Observation data (J2000.0 epoch)
- Constellation: Taurus
- Right ascension: 04^{h} 31^{m} 03.76^{s}
- Declination: +20° 37′ 34.26″
- Redshift: 0.220200
- Heliocentric radial velocity: 66,014 km/s
- Distance: 2.723 Gly
- Apparent magnitude (B): 22.17

Characteristics
- Type: CSS
- Size: ~307,900 ly (94.39 kpc) (estimated)

Other designations
- NVSS J043103+203734, OF +247, DA 138, 2MASX J04310377+2037346, TXS 0428+205, PKS J0431+2037, IERS B0428+205, VLSS J0431.0+2037

= PKS 0428+205 =

Radio galaxy located in the constellation of Taurus

PKS 0428+205 known as OF 247, is a radio galaxy located in the constellation of Taurus. The redshift of the galaxy is (z) 0.220 and it was first discovered as an extragalatic compact source in October 1971 by astronomers. It is classified as a compact steep spectrum (CSS) object.

== Description ==
PKS 0428+205 displays a gigahertz-peaked radio spectrum at various frequencies. Its source is classified as compact, with radio emission separating into two individual components based on radio imaging made by the Very Large Array (VLA). Another component described as both faint and extended is located 30 milliarcseconds away in the position angle of -30° and has a flux density of 120 mJy.
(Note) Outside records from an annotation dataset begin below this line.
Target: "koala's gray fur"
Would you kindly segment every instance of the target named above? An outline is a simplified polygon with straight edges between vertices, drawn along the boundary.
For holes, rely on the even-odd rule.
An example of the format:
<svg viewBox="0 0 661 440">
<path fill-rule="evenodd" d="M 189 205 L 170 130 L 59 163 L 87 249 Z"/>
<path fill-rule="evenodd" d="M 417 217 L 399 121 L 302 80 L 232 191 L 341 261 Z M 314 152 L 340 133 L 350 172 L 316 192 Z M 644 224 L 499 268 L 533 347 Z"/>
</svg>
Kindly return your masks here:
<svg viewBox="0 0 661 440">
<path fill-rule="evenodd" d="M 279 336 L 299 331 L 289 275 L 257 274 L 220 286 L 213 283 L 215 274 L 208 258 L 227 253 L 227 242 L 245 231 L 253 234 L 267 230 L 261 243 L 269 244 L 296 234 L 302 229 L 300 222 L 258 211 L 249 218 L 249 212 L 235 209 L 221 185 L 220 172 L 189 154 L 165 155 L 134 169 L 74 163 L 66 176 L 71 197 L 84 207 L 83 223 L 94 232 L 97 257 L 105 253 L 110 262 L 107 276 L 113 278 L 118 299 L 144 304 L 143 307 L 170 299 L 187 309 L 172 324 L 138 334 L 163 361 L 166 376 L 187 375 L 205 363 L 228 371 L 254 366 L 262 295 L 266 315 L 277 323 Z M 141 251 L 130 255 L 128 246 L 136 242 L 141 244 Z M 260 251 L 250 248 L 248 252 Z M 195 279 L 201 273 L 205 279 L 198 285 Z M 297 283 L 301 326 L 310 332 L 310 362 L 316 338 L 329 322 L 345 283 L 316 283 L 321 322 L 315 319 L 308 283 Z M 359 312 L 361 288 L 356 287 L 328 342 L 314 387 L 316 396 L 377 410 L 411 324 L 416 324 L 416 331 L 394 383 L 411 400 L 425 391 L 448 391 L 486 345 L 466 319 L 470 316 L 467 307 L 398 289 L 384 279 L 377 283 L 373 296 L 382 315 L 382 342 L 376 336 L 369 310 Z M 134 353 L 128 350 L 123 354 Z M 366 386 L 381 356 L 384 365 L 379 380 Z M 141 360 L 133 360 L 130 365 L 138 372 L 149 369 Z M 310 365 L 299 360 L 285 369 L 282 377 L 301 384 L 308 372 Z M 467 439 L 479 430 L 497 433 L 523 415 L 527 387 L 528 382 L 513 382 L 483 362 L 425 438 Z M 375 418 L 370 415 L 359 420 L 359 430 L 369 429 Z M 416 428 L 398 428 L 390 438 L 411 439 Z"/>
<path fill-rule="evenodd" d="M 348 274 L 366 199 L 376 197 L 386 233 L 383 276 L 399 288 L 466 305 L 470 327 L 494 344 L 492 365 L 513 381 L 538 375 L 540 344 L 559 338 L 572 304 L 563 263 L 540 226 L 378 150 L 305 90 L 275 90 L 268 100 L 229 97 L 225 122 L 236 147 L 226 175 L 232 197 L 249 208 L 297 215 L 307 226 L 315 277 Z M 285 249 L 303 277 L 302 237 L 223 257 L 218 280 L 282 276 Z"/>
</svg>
The radio core of PKS 0428+205 is described as elongated along the position angle of -35° with some evidence of a lower surface brightness extension extending towards the northwest. Observations with Very Long Baseline Interferometry (VLBI) at 5 GHz frequencies found there is an undetected northern radio lobe and southern radio lobe that is mainly dominated by a hotspot feature located at a distance of 175 parsecs from the core. An arc of emission can be seen extending in an eastern direction from the northern hotspot. The radiative age of the source is estimated to be 1.2 × 10^{3} years.
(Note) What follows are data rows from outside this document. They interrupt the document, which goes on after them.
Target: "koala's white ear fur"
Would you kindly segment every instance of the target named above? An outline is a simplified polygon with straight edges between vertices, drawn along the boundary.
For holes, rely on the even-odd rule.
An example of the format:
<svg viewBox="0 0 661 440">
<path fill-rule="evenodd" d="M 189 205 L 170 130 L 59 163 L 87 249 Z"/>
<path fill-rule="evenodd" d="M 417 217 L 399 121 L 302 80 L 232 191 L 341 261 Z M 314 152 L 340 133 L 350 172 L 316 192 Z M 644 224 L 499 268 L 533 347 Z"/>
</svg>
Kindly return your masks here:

The host galaxy of PKS 0428+205 is a large normal elliptical galaxy, based on its absolute magnitude and surface brightness profiles not displaying the same characteristics like brightest cluster galaxies. Imaging made with Hubble Space Telescope (HST) described it having a reddened nucleus and is surrounded by a halo mainly extending in the directions of both south and east. There are also fainter objects located within the space of 10 arcseconds A study published in 2013 suggested PKS 0428+205 might be a young radio galaxy in the midst of an early evolution stage.